To some who hold philosophical ideas about the nature of liberty, this entire concept is truly abhorrent. How can we justify taxing everyone so that some can avoid the natural results of their biological acts? Does this impinge on a concept of individual liberty as it creates universal responsibility for an individual act?
To other social conservatives this is just childish. The basic argument would be "grow up and take care of yourself if you are acting like adults". And there's more than a little to that. If people are adult enough to act like adults in this fashion, well, what happens is their problem, this argument would go.
For fiscal conservatives it couldn't be weirder. Taxing everyone to pay for an individual biological act is bizarre. It would make just as much sense to tax everyone to pay for food for everyone, and indeed it'd make a great deal more sense.
And of course for some its deeply offensive to their religions, and they're put in crisis by such a bill.
Which brings us to this. A lot of "affordable care" isn't medicine, but sociology. When you medicate to prevent the results of a healthy body doing a biological act that's not medicine or it certainly isn't necessary medicine. It's nearly the opposite. And objecting to that makes a lot of sense.
Which, in this particular era, brings us to the topic of how much do we want to cover?

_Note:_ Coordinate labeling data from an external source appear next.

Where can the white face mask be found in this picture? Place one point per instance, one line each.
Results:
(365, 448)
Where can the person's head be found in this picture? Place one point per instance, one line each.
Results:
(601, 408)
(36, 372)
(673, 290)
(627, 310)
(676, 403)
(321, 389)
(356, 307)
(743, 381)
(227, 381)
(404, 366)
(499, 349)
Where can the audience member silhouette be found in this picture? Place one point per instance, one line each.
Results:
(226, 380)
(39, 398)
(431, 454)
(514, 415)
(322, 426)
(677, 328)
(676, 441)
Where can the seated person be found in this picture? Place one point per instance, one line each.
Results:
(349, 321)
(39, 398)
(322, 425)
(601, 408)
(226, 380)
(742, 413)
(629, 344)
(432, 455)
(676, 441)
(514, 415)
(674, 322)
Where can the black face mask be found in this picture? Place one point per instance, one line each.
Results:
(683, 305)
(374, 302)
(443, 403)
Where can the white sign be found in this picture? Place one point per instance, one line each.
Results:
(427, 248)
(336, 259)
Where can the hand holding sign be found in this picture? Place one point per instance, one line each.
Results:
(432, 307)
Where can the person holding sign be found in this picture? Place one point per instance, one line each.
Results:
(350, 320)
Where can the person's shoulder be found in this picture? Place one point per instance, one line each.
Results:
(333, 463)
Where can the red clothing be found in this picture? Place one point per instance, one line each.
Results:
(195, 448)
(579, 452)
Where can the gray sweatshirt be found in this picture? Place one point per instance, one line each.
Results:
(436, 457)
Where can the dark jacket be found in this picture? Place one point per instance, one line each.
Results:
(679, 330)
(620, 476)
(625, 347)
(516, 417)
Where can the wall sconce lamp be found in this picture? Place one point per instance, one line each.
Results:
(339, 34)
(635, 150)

Nobody wants the ill to go untreated. But do we extend to the margins of science? Are we going to cover birth control, abortions, cosmetic surgery based on self identity?

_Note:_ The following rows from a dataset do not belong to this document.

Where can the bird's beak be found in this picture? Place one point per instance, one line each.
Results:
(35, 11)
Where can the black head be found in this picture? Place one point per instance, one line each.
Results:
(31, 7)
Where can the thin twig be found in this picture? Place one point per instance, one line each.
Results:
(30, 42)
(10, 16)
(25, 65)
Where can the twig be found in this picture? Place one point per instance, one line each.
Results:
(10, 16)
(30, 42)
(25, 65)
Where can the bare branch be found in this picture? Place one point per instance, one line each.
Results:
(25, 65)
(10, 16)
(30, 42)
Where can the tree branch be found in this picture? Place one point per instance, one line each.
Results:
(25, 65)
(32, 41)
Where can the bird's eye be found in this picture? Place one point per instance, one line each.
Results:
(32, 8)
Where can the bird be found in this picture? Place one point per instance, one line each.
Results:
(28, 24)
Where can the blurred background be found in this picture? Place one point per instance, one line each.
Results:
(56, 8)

If it seems like we haven't really discussed all these things its because, well, we haven't.
And what about costs?
A lot of the reasons that health care is so expensive is that its improved so much over the past half century. But another is that we don't regulate the price of things in our sort of economy. We don't really know why things cost what they do.

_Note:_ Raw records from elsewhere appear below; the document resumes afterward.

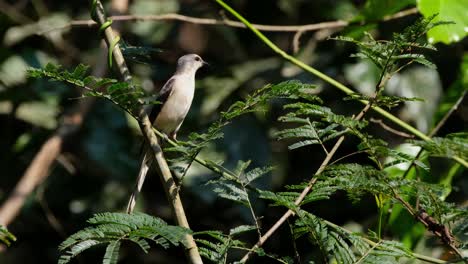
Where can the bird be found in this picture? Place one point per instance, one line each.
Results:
(174, 101)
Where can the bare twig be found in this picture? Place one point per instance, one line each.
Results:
(227, 22)
(169, 185)
(14, 14)
(39, 168)
(304, 192)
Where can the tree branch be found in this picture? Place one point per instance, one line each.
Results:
(226, 22)
(328, 79)
(169, 185)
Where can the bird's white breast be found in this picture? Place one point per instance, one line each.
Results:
(177, 105)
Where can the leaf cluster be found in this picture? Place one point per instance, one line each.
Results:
(113, 228)
(123, 94)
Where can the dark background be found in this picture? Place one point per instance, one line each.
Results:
(96, 169)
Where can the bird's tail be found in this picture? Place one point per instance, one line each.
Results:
(144, 168)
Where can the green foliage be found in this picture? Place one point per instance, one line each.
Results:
(452, 145)
(113, 228)
(325, 125)
(215, 246)
(123, 94)
(388, 101)
(404, 48)
(258, 101)
(346, 247)
(447, 10)
(377, 9)
(5, 236)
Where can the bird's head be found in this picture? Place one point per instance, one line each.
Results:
(190, 63)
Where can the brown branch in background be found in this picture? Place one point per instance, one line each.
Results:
(230, 23)
(13, 14)
(37, 171)
(40, 166)
(146, 127)
(389, 129)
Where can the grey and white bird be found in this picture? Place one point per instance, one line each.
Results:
(175, 99)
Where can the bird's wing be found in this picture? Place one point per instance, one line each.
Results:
(163, 95)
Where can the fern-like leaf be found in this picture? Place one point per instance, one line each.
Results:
(112, 228)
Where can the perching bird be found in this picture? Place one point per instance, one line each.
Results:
(175, 99)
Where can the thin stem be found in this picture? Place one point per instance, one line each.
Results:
(299, 29)
(145, 125)
(304, 192)
(328, 79)
(375, 244)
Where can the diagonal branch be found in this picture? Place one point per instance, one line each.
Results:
(169, 185)
(304, 192)
(299, 29)
(328, 79)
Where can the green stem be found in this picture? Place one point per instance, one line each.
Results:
(328, 79)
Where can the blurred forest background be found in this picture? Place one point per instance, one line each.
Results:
(93, 148)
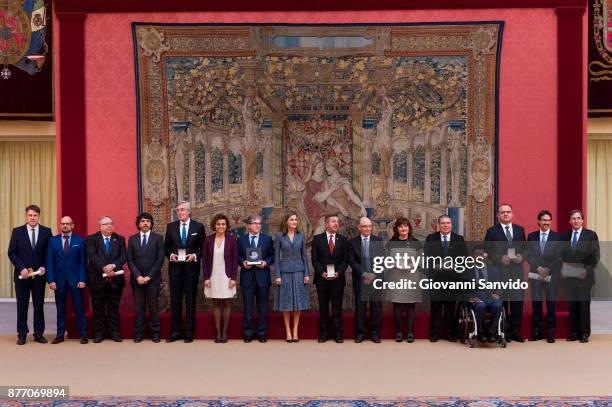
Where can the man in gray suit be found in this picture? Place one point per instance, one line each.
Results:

But we do know, if we are honest, that a national health care system that actually works, and we aren't there yet, will control costs. People who think otherwise are delusional on this point. No national health care system that includes everyone will function until taxes are levied to pay for it and costs are controlled by the payer. That's a fact. And in that sort of system, the money flowing into medical practices and medical industries will have to ultimately decline massively. And some of this will result in reduced services, probably, and indeed perhaps rationing of one thing or another.
Again, I'm not saying that is good or bad. I'm saying that flat out is. It happens to an extent already as health insurers never pay the full rate of anything, nor do government entities like state run workers compensation systems. But the extent which this would have to occur in a national system is huge.
Which takes me to a prediction.
At the end of the day, in a nation as big and diverse as we've become, but in an era in which medicine is so advanced and so expensive, we're going to end up with some type of single payer system sooner or later. We'll have to. We've started down this road, and that's where we will end up. We're not going back to the pre Affordable Care days, and we're not going to wipe out health insurance and go back to 1939. So we're going forward, and that means sooner or later we're going forward into one system. It might be fifty systems mandated by the Federal government, perhaps with health carriers bidding in, or it might be a giant workers compensation type system. But that's what we'll end up doing. When we get there, there's a good chance that what it provides will be limited by national consensus, or discord. In other words, my guess it'll pay for all emergency medicine, basic treatment, but if you want birth control pills, your hooters enhanced, or an ugly scar across your chest removed, you'll have to pay for that yourself.
Later rather than sooner, but that's my guess, for good or ill.